The company works on projects for Procter & Gamble, Nokia, Nissan, Unilever, YX Energi, 7 Up, Vodafone, MTV, Dunnes Stores, Philip Morris, FIBA Europe as well as Irish public sector.

== History ==
Founded in 1998, Gaumina accounts for 39 percent of the Lithuanian interactive market and has completed more than 2,000 online projects.

Since 2004 the company has been operating in the UK and Ireland as Gaumina.co.uk.

In 2007 Gaumina gained wide media coverage for winning three awards in three days. A website developed by Gaumina won the Best Social Networking website award at the same the Irish Golden Spiders awards. A website developed by Gaumina was named among the 21 best European multimedia projects of 2007 in the final of Europrix Top Talent Award in Austria.
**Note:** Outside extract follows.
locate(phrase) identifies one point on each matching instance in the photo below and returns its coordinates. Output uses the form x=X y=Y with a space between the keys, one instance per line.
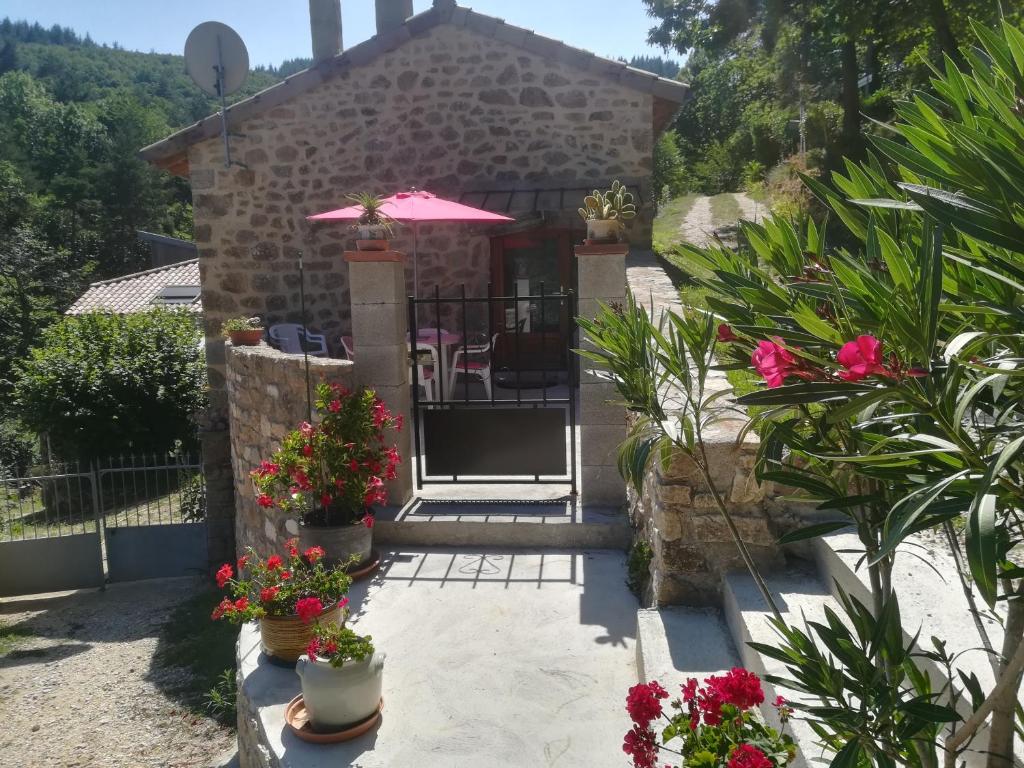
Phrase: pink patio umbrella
x=413 y=207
The company was also named one of the winners of the national Innovation Prize 2007, awarding the Lithuania's most innovative companies, in the category of Innovative Enterprise.

The agency was named "Digital Agency of the Year" by International advertising festival Golden Hammer in September 2008.
The agency also won the main prize at the best at Best Use of Film, Digital Animation or Motion Graphics category by the Irish Golden Spider awards in November 2008.

Gaumina is currently managed by CEO Darius Bagdžiūnas.